Monetary relief refers to a financial remedy or compensation awarded to a party in a legal or regulatory context. In this case, Voyager Digital is the party responsible for paying a financial settlement or payment to the FTC as a resolution to the legal matters or regulatory issues at hand.
As per the terms of the settlement, Voyager is now permanently restricted from marketing or offering products and services related to digital assets.
The judge, Gregory Woods, mentioned that this order is not expected to significantly impact the bankruptcy court proceedings, where Voyager filed for Chapter 11 protection in July 2022, revealing liabilities ranging from $1 billion to $10 billion.
The terms of the settlements also contain a clause where firms associated with Voyager are ordered to provide testimony at hearings and report any discovery they make regarding the case. Voyager is also given directives to report on its compliance with the ongoing proceedings after one year.

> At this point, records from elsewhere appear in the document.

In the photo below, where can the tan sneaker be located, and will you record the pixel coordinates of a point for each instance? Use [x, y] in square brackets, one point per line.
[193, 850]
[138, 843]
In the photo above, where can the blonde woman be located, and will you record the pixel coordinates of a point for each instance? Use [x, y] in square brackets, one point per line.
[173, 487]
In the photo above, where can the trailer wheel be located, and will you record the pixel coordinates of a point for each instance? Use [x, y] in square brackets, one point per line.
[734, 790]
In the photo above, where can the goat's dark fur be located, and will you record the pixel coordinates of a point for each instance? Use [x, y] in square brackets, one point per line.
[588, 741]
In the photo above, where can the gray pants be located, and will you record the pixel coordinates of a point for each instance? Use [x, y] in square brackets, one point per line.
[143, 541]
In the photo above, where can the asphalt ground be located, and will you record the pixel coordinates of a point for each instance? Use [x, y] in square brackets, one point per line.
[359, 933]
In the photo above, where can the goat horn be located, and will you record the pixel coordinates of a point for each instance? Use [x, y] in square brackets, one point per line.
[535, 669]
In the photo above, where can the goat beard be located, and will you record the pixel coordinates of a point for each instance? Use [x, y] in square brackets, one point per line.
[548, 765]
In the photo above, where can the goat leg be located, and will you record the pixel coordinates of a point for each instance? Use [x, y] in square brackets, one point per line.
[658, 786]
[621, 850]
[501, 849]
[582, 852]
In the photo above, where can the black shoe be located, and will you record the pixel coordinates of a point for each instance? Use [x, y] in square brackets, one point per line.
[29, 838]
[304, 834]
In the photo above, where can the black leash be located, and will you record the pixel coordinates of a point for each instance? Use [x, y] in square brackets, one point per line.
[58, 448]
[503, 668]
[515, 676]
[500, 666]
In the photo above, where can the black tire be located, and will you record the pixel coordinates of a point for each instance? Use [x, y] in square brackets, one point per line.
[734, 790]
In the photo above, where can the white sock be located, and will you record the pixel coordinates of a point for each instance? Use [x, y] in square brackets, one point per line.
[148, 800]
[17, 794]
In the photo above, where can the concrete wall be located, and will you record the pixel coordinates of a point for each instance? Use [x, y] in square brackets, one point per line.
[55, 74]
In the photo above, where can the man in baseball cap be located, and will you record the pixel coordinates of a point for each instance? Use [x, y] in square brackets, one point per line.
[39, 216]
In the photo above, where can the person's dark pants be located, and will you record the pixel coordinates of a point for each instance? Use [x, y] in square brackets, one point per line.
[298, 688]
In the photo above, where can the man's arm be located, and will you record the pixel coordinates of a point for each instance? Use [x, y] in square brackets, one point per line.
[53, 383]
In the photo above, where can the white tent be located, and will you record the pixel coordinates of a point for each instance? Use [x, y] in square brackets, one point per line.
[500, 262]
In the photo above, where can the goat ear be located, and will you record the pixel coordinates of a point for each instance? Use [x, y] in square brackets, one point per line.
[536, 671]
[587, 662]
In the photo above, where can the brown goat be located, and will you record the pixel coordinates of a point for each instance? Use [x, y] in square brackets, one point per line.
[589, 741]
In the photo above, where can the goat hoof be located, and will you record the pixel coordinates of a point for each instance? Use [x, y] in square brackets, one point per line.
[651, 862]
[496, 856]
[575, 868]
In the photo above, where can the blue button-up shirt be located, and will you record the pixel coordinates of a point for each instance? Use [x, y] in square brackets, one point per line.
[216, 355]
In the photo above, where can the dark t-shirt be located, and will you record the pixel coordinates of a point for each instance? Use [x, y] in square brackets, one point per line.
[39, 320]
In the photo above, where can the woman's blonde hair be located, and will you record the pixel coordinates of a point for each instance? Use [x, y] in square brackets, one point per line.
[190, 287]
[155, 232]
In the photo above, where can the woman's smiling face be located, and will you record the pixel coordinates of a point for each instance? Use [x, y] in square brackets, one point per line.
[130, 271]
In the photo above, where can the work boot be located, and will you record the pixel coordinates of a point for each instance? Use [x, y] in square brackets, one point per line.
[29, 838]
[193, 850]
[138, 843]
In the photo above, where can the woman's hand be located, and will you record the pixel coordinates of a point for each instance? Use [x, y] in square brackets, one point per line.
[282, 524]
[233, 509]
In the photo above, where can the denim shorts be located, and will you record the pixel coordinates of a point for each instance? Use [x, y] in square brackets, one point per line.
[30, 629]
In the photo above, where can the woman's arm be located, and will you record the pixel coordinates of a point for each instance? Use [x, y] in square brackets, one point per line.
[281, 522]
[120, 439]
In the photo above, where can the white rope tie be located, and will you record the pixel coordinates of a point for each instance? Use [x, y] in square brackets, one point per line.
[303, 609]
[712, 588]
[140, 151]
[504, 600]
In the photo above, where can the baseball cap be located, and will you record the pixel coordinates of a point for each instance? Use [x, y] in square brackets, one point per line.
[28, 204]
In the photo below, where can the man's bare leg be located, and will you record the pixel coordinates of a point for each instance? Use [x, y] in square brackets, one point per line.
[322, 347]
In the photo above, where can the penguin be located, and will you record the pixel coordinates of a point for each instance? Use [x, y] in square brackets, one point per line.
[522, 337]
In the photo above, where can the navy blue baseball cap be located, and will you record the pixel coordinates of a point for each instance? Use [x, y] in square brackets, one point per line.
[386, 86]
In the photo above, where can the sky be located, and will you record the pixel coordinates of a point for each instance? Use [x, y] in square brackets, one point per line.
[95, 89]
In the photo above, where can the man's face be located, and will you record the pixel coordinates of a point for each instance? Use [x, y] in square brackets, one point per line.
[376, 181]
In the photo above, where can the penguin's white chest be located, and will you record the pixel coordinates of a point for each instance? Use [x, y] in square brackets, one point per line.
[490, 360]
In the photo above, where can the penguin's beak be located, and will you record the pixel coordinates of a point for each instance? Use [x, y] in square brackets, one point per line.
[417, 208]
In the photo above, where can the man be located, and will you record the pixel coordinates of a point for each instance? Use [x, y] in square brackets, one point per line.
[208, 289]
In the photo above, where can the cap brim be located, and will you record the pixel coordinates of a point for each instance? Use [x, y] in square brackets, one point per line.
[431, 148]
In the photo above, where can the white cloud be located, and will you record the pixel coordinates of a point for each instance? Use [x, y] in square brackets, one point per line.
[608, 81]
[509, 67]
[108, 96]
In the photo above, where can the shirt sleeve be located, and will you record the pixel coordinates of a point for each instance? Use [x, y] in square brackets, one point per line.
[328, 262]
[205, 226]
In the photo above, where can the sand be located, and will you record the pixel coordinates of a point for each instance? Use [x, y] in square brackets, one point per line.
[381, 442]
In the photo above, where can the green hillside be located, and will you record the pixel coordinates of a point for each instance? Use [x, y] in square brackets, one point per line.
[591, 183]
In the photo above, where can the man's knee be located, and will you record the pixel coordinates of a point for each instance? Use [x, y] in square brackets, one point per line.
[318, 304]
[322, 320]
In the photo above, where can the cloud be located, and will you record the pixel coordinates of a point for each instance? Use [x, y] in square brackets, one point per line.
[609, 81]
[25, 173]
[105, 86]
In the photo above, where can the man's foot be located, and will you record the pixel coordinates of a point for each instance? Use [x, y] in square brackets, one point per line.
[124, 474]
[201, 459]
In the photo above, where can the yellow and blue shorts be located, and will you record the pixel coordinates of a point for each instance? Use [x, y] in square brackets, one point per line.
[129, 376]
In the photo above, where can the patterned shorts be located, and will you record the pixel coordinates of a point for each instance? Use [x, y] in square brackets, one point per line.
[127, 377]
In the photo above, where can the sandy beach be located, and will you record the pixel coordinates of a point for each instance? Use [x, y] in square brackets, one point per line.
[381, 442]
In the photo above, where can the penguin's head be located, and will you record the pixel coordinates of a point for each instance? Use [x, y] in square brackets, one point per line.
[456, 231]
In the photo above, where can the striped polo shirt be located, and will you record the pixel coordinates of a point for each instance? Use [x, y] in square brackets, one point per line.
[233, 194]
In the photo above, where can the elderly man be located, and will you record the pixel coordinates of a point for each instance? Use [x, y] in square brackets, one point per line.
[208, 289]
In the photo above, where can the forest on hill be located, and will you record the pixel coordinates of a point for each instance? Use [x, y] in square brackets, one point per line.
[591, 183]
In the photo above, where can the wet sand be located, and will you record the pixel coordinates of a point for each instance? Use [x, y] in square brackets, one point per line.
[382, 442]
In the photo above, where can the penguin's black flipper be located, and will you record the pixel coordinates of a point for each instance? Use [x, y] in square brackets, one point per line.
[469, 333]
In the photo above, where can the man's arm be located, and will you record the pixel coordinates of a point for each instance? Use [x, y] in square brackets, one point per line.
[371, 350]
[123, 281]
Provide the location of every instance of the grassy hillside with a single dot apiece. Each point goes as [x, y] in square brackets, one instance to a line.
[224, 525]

This legal action comes in the wake of parallel lawsuits filed by the U.S. Commodity Futures Trading Commission (CFTC) and the FTC against former Voyager CEO Stephen Ehrlich, alleging misleading statements about the use and safety of customer funds.
In July, the FTC ordered another crypto lending firm, Celsius, to pay $4.7 billion in fees, accusing its co-founders of misappropriating user assets and providing misleading information to investors. The former CEO of Celsius, Alex Mashinsky, was arrested by U.S. officials and is currently free on bail until his trial, scheduled for September 2024.